The exhibition “We Shall Overdraft” comprises sculptures and short films that were conceived and filmed in Roy Menachem Markovich’s living/studio space – a collapsing garage in a neighbourhood of rickety repair shops and artists’ studios in the south of Tel Aviv.
A series of “Desktop Graves” were created, small sculptures made from found materials and waste such as cardboard, old bread, pieces of plastic, broken glass or pieces of metal. The precariously assembled objects serve as models of heroic monuments and memorials that can be found everywhere in Israel with its turbulent history, in parks, on street corners and in squares.
The videos also play with concealed illusion.

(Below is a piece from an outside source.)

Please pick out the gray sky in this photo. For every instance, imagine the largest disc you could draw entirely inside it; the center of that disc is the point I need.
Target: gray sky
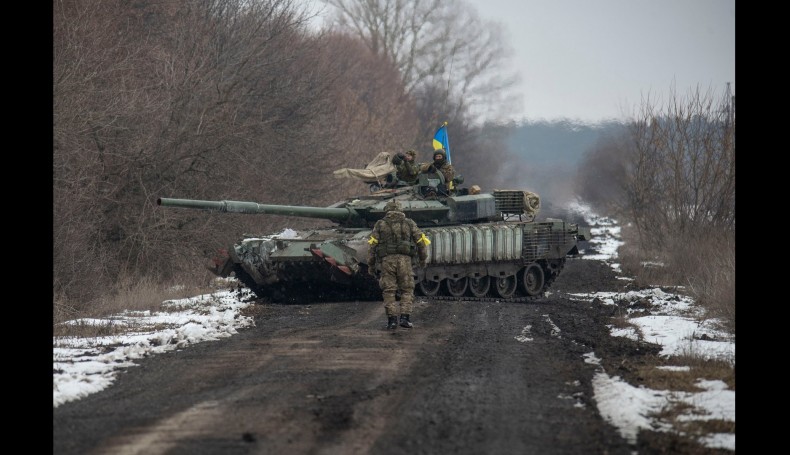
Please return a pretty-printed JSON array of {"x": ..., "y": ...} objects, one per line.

Eerie things happen in short, slapstick-like sketches: bushes and stones move by ghostly hands, but obviously not with sophisticated digital video technology. Everything appears fragile, patched together and makeshift. The lovingly crafted model of a sushi bar shatters into a thousand pieces, a bland office becomes a jungle of plastic plants and cardboard bricks.
In the video “Diamonds Forever”, staged in the style of an investigative fake documentary, the protagonist, the artist himself, finds glittering stones in his newly occupied studio. The artist, in search of happiness and wealth and fuelled by diamond fever, finally destroys his studio in blind greed.
What is real, is it all illusion? Utopia proves to be a precarious backdrop. The imperfect and inadequate emerge. A sense of sadness and inevitability creeps in alongside the comedy and absurdity.
The video trilogy “And We Worked” examines the mechanisms of documenting and preserving the collective memory of the Holocaust. Holocaust survivor Elisaveta, Roy’s grandmother, tries to tell her story from life in the small Slovakian village to the terrible events in the concentration camp in front of the camera. But the old woman’s life story remains unheard and disappears behind the routine and institutionalisation of the culture of remembrance of the Israeli trauma.
On Tuesday, 2 October, Roy Menachem Markovich will talk to art historian and author Katarina Holländer about his current exhibition and life as an artist in Tel Aviv.
“We Shall Overdraft” is Roy Menachem Markovich’s (born 1979 in Tel Aviv) first comprehensive solo exhibition outside of Israel.